Buy (integrate a payment layer):

  • Single API integration: a few weeks of engineering

  • PCI compliance carried by the payment layer — you're out of scope

  • 40+ PSP integrations available on day one

  • Compliance, auditing, pen testing, key rotation: the payment layer's problem

  • Timeline to first production payment: weeks

For a CCaaS company under 500 people — and most CCaaS companies are — this calculus is not close. The build path is a multi-year distraction from your core product. The buy path lets you ship a payments feature, close enterprise deals that require payment capabilities, and let your engineering team stay focused on the AI and conversation capabilities that actually differentiate your product.


What the Integration Actually Looks Like

Stripped to its essentials, the integration is three API calls and a webhook:

```

  1. POST /payment-session

Body: { amount, currency, merchant_id, psp_config } Response: { session_id, dtmf_ready: true }

  1. [Audio handoff — DTMF capture handled by payment layer]

  1. Webhook received: POST /your-webhook-endpoint

Body: { event: "payment_completed", session_id: "sess_abc123", status: "success", transaction_id: "txn_xyz789", masked_card: "****4242", amount: 15000, currency: "GBP" }

  1. [AI agent resumes conversation using status from webhook]

```

No card data flows through your system at any point. The session ID ties the payment to the conversation. The webhook fires within seconds of the PSP authorisation. Your AI agent reads the status and continues the call.

The same integration works for human agents via an agent-assist interface. Same API, same DTMF flow, same PCI boundary. You build the integration once and it serves both your AI and human agent channels.


Summary

AI voice agents are fully capable of handling payments — but the architecture has to be right.
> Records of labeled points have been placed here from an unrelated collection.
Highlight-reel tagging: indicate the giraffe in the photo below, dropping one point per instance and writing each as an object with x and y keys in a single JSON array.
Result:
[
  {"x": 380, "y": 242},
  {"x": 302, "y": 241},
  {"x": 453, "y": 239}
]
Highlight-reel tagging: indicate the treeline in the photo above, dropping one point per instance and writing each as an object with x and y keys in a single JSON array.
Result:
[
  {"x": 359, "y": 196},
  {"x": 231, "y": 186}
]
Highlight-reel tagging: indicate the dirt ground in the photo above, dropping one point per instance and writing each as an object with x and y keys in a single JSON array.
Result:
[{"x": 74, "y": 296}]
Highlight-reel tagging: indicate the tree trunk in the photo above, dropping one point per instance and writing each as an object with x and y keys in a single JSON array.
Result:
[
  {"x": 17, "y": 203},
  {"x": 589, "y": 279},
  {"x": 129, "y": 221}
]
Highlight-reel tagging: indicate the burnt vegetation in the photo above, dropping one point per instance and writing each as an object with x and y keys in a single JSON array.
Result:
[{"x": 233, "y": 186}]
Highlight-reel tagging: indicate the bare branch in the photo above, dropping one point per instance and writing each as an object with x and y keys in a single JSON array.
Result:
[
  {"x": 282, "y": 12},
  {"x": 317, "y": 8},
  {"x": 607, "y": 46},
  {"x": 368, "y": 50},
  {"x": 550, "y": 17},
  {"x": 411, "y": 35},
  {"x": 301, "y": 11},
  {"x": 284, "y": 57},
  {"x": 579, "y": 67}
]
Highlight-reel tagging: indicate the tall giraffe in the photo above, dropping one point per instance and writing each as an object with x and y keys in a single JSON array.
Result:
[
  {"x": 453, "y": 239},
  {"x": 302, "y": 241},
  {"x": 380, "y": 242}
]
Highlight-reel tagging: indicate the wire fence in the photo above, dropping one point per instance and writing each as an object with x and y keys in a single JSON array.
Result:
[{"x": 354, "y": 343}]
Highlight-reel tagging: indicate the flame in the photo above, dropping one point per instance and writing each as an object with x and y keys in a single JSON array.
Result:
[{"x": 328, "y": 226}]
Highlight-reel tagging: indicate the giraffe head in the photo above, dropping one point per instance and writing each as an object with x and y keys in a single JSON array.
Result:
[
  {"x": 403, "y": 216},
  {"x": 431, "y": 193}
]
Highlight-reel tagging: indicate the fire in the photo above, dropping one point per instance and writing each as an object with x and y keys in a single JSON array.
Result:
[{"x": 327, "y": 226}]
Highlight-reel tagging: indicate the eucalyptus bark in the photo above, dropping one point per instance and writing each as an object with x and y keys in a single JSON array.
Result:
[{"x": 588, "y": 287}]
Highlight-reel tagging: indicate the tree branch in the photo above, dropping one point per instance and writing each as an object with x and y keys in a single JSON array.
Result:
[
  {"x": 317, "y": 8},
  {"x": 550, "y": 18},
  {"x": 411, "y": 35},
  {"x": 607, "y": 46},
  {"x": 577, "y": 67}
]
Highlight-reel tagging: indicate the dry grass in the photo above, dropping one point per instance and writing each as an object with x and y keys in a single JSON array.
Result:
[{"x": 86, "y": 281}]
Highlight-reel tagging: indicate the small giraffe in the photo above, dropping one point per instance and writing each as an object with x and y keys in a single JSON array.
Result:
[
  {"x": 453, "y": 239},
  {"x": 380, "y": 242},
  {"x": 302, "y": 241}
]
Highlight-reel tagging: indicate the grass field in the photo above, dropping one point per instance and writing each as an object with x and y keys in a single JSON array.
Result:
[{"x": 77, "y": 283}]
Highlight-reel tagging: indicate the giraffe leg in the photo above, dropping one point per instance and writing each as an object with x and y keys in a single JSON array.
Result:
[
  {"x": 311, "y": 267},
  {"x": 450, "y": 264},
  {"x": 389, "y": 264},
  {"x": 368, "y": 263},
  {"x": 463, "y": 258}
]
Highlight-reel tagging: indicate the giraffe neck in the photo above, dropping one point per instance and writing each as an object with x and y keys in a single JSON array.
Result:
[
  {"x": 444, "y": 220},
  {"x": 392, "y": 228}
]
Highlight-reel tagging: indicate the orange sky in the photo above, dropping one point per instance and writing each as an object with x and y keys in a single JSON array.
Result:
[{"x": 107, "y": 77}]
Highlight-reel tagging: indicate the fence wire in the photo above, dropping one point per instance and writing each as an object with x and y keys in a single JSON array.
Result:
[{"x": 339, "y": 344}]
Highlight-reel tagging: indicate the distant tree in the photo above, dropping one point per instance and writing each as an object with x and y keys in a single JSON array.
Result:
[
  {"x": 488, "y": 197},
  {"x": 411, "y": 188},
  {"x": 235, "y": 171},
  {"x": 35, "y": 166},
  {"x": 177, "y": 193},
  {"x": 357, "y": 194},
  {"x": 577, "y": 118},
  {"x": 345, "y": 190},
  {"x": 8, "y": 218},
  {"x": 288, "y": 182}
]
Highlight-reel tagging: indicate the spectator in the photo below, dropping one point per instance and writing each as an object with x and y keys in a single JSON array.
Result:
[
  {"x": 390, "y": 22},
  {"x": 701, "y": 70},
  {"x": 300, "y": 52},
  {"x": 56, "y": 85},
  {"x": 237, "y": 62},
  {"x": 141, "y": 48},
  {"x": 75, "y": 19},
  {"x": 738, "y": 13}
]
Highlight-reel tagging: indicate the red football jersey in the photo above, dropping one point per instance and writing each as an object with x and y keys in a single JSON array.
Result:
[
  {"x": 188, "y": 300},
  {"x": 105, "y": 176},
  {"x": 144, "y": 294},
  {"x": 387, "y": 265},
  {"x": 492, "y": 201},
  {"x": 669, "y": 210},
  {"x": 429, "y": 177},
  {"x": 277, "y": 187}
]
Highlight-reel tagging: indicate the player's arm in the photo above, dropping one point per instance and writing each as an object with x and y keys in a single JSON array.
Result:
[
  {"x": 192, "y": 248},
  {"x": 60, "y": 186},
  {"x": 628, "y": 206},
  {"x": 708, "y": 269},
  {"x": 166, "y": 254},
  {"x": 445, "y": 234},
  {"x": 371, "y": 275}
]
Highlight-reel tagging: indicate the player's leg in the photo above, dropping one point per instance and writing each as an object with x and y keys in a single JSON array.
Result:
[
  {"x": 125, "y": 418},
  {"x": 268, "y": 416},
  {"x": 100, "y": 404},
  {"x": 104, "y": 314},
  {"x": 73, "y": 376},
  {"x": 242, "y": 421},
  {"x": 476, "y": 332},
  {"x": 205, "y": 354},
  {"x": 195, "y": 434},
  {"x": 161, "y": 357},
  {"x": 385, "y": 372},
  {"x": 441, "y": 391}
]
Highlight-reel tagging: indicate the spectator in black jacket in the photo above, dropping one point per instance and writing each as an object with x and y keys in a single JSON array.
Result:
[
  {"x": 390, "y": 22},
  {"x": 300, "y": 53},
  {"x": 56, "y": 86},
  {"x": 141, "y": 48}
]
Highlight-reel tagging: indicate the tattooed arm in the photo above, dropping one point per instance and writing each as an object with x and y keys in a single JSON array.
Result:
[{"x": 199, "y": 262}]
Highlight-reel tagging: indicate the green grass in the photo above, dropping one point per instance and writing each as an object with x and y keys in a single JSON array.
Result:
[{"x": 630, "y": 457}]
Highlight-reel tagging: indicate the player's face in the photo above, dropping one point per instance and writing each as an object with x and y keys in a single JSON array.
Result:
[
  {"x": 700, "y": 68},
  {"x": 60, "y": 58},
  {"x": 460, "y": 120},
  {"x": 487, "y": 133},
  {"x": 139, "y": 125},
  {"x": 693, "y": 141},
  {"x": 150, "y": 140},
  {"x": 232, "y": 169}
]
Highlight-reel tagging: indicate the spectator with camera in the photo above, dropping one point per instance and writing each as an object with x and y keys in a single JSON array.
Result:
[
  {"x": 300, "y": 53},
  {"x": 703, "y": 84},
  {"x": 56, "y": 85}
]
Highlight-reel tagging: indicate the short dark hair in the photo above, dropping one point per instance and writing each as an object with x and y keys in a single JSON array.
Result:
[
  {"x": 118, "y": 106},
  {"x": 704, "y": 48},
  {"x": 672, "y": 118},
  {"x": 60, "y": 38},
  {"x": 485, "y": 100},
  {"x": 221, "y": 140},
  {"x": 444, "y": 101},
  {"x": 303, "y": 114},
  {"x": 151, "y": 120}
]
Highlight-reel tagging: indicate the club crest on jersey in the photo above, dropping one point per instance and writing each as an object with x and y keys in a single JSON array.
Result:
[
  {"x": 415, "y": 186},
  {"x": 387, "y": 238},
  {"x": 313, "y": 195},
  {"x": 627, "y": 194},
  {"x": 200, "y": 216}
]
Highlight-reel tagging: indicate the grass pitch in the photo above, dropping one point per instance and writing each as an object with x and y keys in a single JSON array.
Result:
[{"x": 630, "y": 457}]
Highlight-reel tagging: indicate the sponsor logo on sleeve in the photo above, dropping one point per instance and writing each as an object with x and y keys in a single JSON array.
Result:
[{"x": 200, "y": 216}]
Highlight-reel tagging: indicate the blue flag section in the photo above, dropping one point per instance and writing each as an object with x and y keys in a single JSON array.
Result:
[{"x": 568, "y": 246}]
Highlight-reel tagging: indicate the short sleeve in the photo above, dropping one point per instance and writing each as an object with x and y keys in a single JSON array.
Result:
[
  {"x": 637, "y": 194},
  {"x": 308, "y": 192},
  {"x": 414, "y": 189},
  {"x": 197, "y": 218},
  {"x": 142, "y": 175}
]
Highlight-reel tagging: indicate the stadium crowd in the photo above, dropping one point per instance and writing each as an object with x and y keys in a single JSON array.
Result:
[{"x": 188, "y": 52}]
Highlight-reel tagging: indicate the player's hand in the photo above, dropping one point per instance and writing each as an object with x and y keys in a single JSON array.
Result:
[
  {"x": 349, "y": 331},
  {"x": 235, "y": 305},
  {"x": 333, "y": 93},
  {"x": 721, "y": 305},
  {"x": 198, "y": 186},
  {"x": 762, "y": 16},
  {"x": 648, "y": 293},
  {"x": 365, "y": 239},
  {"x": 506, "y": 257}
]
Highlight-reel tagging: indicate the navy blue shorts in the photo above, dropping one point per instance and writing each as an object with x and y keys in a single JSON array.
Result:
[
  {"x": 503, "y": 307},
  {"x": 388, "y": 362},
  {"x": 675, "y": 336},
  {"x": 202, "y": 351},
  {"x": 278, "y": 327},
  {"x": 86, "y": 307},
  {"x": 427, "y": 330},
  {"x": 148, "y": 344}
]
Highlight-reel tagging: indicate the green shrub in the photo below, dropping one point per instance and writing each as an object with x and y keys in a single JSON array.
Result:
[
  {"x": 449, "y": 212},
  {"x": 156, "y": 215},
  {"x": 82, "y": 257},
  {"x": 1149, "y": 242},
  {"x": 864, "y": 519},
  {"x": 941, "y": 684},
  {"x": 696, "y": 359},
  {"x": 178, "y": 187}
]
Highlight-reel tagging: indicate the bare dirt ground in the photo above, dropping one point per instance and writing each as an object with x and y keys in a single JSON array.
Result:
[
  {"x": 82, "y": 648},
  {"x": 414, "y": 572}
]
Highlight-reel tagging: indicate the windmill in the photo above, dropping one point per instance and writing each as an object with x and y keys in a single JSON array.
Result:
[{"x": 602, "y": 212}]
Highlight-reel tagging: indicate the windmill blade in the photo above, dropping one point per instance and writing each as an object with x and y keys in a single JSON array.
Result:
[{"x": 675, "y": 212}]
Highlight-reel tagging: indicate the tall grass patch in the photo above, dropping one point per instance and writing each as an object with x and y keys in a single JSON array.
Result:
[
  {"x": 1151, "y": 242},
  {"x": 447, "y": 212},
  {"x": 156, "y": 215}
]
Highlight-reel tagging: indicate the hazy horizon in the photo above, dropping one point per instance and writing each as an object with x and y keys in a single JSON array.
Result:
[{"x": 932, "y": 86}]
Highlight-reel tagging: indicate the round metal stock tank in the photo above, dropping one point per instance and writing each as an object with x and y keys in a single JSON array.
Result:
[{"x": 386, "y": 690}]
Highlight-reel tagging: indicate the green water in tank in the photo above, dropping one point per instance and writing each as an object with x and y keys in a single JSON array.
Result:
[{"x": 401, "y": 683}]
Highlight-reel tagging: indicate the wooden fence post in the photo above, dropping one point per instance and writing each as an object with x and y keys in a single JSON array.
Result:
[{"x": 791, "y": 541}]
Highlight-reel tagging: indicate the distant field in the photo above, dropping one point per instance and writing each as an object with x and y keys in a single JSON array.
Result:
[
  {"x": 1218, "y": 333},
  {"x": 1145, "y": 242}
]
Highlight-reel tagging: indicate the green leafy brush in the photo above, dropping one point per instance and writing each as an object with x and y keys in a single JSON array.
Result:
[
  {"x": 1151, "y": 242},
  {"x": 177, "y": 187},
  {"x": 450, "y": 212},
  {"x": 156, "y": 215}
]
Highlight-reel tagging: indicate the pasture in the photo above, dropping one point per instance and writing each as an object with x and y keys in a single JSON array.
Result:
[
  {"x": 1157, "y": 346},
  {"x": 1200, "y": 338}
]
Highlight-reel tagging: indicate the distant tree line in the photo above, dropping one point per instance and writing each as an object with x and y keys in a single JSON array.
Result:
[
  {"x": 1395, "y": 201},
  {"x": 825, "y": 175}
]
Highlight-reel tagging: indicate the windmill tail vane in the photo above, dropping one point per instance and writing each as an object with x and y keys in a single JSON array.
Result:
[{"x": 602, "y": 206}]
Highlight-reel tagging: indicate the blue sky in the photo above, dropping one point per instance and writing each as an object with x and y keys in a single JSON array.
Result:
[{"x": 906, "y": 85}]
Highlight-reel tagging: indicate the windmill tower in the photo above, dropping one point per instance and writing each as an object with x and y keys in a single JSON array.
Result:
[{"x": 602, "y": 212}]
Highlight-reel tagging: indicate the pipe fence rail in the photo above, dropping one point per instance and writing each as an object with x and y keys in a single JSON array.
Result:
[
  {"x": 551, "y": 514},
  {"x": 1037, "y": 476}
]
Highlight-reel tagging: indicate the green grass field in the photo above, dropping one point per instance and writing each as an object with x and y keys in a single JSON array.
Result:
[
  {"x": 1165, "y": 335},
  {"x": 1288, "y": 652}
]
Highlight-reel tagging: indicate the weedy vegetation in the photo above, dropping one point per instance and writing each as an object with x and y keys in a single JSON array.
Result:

The LLM cannot hear or process card data. Speech recognition of card numbers creates a compliance catastrophe. DTMF capture with a dedicated payment layer keeps card data entirely out of your platform.

The architecture is:

  1. AI agent handles conversation and identifies payment intent

  2. Platform initiates a payment session via API

  3. Payment layer takes control of card capture via DTMF

  4. Card data never enters your platform, your recordings, or your AI pipeline

  5. Payment layer handles tokenisation and PSP routing

  6. Webhook returns success/failure — AI agent resumes the call

PCI scope stays with the payment layer. Your engineering team stays focused on your product. Your enterprise customers use their existing PSPs.